Research Article: Identification of raw as a regulator of glial development

Date Published: May 29, 2018

Publisher: Public Library of Science

Author(s): Diana Luong, Luselena Perez, Jennifer C. Jemc, Amit Singh.

http://doi.org/10.1371/journal.pone.0198161

Abstract

Glial cells perform numerous functions to support neuron development and function, including axon wrapping, formation of the blood brain barrier, and enhancement of synaptic transmission. We have identified a novel gene, raw, which functions in glia of the central and peripheral nervous systems in Drosophila. Reducing Raw levels in glia results in morphological defects in the brain and ventral nerve cord, as well as defects in neuron function, as revealed by decreased locomotion in crawling assays. Examination of the number of glia along peripheral nerves reveals a reduction in glial number upon raw knockdown.
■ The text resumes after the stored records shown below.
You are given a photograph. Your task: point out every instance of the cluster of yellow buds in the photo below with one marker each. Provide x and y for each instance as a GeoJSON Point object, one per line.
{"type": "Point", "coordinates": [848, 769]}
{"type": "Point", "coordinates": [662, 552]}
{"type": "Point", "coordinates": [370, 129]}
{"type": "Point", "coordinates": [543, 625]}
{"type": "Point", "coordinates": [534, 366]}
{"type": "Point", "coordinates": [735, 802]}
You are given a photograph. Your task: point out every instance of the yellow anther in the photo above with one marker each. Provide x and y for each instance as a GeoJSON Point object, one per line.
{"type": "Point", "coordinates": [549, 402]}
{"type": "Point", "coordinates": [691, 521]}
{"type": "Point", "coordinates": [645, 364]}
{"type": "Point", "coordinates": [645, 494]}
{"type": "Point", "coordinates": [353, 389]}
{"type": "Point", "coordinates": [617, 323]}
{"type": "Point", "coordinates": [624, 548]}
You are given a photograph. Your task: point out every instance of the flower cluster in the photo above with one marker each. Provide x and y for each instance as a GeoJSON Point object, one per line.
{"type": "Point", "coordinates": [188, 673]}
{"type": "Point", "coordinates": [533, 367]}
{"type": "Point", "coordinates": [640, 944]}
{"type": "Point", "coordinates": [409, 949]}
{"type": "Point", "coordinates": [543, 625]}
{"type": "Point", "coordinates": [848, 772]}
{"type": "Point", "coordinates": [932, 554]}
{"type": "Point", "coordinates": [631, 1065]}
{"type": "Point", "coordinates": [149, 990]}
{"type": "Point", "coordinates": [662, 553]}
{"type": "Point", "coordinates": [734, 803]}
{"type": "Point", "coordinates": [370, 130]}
The reduced number of glia along peripheral nerves occurs as a result of decreased glial proliferation. As Raw has been shown to negatively regulate Jun N-terminal kinase (JNK) signaling in other developmental contexts, we examined the expression of a JNK reporter and the downstream JNK target, matrix metalloproteinase 1 (mmp1), and found that raw knockdown results in increased reporter activity and Mmp1 levels. These results are consistent with previous studies showing increased Mmp levels lead to nerve cord defects similar to those observed upon raw knockdown. In addition, knockdown of puckered, a negative feedback regulator of JNK signaling, also causes a decrease in glial number. Thus, our studies have resulted in the identification of a new regulator of gliogenesis, and demonstrate that increased JNK signaling negatively impacts glial development.

Partial Text

The precise interaction between neurons and glia is essential for the establishment and maintenance of nervous system structure and function. A failure of neurons and glia to interact properly or a breakdown in interactions can result in neuropathy or neurodegeneration [1–3]. Neurons play a critical role in sensing environmental stimuli and conveying responses to these stimuli. However, their function depends on their close association with different types of glia. Glia perform a variety of roles in the nervous system, from regulating blood brain barrier (BBB) formation and synapse structure to insulating neurons, clearing debris, and providing trophic support (reviewed in [4]).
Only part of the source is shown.